Anche da questa stima approssimata per difetto è chiara comunque l’enormità di quello che il mondo perde ogni anno per gli effetti collaterali di questa fonte energetica definita ancora “economica”: in dieci anni i costi esterni danno una cifra pari a circa sei volte quanto è costato agli Stati Uniti salvare le proprie istituzioni finanziarie dalla crisi. In Cina dove si fa ricorso al carbone per i due terzi del fabbisogno energetico nazionale – aveva segnalato un precedente rapporto sempre di Greenpeace in collaborazione con alcuni economisti cinesi – i costi esterni del carbone sono pari a 7 punti di prodotto interno lordo.
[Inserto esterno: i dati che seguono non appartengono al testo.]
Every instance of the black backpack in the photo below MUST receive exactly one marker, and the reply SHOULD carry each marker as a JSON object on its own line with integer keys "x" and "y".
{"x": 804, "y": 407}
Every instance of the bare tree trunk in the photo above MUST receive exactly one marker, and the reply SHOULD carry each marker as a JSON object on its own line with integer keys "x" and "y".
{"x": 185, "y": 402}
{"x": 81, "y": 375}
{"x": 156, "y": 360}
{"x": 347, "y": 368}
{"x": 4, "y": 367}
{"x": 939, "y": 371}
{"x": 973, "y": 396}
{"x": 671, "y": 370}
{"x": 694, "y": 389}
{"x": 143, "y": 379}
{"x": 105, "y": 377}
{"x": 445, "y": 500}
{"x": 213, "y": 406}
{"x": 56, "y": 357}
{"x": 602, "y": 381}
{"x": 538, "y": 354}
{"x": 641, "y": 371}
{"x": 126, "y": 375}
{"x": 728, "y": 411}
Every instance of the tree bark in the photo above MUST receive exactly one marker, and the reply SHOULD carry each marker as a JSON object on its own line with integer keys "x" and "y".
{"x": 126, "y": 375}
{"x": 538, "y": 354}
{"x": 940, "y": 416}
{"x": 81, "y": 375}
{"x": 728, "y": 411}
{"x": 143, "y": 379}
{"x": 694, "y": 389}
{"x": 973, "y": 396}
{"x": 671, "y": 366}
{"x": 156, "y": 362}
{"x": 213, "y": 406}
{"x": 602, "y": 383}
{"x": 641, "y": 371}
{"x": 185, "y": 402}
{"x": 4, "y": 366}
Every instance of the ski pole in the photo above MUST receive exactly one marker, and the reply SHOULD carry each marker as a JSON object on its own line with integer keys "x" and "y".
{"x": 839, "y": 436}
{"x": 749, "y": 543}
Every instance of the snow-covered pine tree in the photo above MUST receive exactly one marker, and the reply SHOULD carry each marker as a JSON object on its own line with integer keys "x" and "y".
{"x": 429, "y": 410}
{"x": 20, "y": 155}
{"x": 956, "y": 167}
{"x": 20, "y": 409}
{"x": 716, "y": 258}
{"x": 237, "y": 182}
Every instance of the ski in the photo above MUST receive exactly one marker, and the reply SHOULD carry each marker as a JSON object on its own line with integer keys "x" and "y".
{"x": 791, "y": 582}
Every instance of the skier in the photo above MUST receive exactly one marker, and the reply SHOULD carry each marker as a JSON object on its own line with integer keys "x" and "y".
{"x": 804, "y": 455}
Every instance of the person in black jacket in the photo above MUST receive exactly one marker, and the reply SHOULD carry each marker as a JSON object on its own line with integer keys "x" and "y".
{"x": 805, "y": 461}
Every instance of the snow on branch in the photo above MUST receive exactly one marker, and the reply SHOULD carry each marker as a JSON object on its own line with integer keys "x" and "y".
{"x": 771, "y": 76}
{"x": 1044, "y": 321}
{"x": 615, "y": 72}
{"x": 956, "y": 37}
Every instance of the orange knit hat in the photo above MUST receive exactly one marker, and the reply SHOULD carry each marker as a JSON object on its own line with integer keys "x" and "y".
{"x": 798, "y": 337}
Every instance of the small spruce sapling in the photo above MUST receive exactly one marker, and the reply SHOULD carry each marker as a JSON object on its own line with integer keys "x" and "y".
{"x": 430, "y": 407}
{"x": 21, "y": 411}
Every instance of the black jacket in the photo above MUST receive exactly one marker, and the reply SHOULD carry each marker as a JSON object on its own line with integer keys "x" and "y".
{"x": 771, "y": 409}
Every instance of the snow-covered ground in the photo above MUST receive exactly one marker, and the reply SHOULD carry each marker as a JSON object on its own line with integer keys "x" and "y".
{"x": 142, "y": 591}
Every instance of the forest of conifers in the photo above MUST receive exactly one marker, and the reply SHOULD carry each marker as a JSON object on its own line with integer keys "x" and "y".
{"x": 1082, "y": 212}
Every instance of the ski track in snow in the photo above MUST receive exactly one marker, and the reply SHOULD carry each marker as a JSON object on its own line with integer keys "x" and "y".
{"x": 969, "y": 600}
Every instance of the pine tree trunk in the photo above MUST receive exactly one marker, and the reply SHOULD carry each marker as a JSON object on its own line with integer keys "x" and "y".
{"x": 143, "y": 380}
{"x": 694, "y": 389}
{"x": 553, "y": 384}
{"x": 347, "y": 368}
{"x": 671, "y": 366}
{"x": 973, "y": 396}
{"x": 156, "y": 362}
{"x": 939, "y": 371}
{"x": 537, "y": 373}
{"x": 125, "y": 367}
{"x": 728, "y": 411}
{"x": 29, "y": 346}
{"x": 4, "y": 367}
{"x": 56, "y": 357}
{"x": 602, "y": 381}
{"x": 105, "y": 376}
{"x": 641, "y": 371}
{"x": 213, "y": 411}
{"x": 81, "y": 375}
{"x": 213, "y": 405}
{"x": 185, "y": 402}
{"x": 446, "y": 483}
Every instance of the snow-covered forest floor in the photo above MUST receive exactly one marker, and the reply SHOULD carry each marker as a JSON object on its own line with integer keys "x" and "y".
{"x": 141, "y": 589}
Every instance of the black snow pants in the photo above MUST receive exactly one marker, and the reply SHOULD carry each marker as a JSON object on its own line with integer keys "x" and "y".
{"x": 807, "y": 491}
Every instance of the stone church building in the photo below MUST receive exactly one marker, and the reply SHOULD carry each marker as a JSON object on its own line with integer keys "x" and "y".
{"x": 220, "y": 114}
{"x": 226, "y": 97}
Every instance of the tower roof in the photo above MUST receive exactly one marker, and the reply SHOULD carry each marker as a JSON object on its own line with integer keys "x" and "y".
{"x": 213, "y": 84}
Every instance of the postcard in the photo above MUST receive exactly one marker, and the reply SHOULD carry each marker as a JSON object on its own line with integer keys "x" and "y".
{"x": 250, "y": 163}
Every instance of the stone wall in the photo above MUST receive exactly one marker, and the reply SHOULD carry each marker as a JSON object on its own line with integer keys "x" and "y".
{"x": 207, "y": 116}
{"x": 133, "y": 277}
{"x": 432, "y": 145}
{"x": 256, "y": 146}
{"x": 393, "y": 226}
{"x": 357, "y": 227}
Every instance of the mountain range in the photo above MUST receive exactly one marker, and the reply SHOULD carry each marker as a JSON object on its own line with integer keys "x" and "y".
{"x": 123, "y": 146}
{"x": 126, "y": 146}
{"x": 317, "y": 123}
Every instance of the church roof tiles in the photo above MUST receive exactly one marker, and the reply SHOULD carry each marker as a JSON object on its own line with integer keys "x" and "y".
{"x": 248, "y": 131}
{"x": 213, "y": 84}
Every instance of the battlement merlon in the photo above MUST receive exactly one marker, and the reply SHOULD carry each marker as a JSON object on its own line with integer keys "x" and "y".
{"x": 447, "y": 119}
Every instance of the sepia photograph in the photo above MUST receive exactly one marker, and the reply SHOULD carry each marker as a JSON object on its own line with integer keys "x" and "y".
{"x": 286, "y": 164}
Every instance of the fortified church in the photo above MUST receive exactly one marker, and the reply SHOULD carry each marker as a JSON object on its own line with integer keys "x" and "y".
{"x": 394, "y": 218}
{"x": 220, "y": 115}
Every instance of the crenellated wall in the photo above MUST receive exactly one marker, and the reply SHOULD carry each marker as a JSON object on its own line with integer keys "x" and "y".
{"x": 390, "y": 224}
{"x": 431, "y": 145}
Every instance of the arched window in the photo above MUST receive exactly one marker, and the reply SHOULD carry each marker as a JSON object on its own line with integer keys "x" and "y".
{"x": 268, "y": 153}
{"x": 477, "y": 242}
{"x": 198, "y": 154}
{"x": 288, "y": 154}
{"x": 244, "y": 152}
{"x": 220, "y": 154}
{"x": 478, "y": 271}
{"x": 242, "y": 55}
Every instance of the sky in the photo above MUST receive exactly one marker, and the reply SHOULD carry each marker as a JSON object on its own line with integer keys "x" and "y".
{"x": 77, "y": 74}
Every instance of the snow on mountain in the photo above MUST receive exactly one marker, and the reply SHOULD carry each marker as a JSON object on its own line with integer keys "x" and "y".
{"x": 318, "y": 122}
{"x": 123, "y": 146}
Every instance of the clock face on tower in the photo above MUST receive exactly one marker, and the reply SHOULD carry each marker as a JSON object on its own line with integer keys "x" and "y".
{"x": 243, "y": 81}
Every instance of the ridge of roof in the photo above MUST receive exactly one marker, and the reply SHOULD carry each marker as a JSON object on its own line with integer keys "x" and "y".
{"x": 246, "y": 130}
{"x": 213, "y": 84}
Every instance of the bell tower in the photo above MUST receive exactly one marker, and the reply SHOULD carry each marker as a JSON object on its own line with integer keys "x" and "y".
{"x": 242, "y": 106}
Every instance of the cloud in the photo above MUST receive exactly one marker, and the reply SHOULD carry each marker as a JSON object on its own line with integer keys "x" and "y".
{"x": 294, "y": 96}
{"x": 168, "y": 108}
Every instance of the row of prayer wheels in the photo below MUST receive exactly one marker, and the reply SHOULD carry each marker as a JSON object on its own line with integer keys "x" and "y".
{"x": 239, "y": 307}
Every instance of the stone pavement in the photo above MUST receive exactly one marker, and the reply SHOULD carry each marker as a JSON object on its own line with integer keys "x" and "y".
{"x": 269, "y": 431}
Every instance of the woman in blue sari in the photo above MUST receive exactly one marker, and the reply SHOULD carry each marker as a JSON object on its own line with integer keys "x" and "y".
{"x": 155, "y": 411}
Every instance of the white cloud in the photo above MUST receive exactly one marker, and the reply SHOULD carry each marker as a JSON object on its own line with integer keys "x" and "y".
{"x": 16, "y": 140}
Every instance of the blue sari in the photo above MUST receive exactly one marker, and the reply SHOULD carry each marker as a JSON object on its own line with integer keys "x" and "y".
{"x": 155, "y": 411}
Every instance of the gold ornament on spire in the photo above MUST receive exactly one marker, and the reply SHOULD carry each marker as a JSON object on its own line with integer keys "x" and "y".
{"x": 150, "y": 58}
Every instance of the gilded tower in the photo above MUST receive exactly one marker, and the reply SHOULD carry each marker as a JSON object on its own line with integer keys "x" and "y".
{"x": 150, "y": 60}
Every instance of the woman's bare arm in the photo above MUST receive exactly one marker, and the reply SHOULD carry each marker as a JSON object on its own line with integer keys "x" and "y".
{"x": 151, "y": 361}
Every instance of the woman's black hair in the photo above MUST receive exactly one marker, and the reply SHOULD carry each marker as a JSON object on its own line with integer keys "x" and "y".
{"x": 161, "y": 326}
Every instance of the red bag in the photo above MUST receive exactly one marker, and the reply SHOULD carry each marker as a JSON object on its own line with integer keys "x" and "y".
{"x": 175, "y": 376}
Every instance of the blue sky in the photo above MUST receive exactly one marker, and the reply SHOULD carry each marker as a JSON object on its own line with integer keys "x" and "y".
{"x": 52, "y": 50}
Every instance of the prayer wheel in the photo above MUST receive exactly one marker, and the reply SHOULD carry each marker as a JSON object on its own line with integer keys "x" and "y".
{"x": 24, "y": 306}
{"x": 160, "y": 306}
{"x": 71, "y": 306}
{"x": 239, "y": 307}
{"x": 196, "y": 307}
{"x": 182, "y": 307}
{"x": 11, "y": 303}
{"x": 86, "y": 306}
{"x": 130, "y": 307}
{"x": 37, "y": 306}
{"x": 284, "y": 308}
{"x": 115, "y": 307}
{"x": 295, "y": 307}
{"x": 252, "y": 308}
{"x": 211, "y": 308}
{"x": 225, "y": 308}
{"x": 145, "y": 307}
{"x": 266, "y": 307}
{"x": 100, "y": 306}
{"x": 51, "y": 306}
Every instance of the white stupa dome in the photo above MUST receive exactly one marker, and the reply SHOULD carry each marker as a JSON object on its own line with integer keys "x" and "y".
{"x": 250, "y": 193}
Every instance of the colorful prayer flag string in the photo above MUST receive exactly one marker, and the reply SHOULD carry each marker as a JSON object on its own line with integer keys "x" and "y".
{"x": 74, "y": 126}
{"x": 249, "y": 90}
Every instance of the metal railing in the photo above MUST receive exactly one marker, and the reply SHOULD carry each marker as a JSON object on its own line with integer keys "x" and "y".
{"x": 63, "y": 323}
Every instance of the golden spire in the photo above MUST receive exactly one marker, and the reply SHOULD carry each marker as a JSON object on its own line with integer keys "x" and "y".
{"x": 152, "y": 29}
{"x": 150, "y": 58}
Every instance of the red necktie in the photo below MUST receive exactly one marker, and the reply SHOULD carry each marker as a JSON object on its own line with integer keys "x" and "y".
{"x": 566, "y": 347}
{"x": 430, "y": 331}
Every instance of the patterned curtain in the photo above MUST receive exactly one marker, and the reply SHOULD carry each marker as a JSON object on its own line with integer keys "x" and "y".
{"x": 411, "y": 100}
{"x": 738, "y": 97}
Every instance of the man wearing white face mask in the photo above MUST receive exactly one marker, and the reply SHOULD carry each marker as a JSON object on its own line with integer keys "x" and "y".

Ad aggravare il tutto c’è il fatto che la quota del carbone nel mix elettrico mondiale è in continua crescita: aumentata del 30% dal 1999 al 2006, se le tutte le centrali in progettazione al momento attuale venissero realizzate da qui al 2030 crescerebbe di un altro 60%, vanificando in pratica ogni sforzo per ridurre le emissioni di CO2.

Si è calcolato che le 150 centrali che quattro anni fa si sareberro dovute costruire negli Usa (progetti per ora ancora fermi) avrebbero emesso più CO2 di quanta ne devono ridurre i paesi che hanno firmato il Protocollo di Kyoto tutti assieme. Non è un caso dunque che per presentare “The true cost of coal” Greenpeace abbia scelto proprio Varsavia, capitale della Polonia, paese europeo che più conta su questa fonte energetica, neo alleato dell’Italia nella resistenza al pacchetto-clima Ue, ma soprattutto ospite del primo incontro internazionale sul clima per decidere sul post-Kyoto, quello iniziato oggi a Poznan.